Among Canada's biggest pension funds, only CPPIB curtailed its lending as a result of the current turmoil. However, Ontario Teachers' Pension Plan got out of the securities-lending game almost two years ago on concerns that it couldn't vote with its lent-out shares in key shareholder votes at some of the companies in which it holds stakes.

The providers of Canada's largest exchange-traded funds, Barclays and Claymore Investments Inc., are maintaining their lending programs.

As for the concerns over abetting the short sellers in driving down the market, many players in the lending game say that's a red herring. Spitalfields noted that after many securities regulators placed temporary bans on certain short selling in September, stocks continued to slide and volatility indicators continued to climb. "Short selling has gotten a bad rap," said Claymore president Som Seif.

"It is not the root cause for the fall in the market."

***

MAKING MONEY WHEN STOCKS FALL

What is short selling?

Short selling involves selling a security in order to buy it back later at a lower price. The short seller profits on the difference between the higher price at which he sells the security and the lower price at which he buys it back.

What is securities lending?

Short selling is typically done by borrowing the securities from someone who owns them. Securities lenders are typically large funds that have a sufficiently diversified asset base that they can provide borrowers with a wide range of readily available securities. Pension funds have traditionally been prominent providers of securities lending programs. In 2001, Canadian regulators opened up securities lending to mutual funds.

How does it work?

Borrowers put up collateral for the securities they borrow - typically equalling about 105 per cent of the value of the borrowed securities.

When the collateral is in the form of other securities, the lender charges a fee to the borrower - normally about 5 per cent of the value of the loan per annum, though those rates can climb much higher depending on market conditions.

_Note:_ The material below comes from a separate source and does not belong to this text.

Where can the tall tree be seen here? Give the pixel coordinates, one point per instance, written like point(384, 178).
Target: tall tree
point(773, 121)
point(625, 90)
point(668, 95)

In the case of cash collateral, the lenders pay the borrowers interest on the cash, but at a discount to prevailing market rates. They then reinvest the cash in short-term securities at higher interest rates, and profit on the difference.

How big is stock lending?

According to London-based research firm Spitalfields Advisors, shares valued at $13-trillion (U.S.) were available for lending worldwide at the end of last year, representing more than 20 per cent of the global equity market. Of that, $2.1-trillion was actually out on loan, representing 3.5 per cent of the world's stocks.

Canadian securities lenders had almost $340-billion (Canadian) of equities available for lending at the end of 2007, of which about $50-billion were out on loan - 3 per cent of the total Canadian equity market.

But the credit crisis and recent regulatory restrictions on short selling have hurt securities lending. By late October, total Canadian stocks available for lending stood at just $200-billion, and securities on loan had dropped to $19-billion.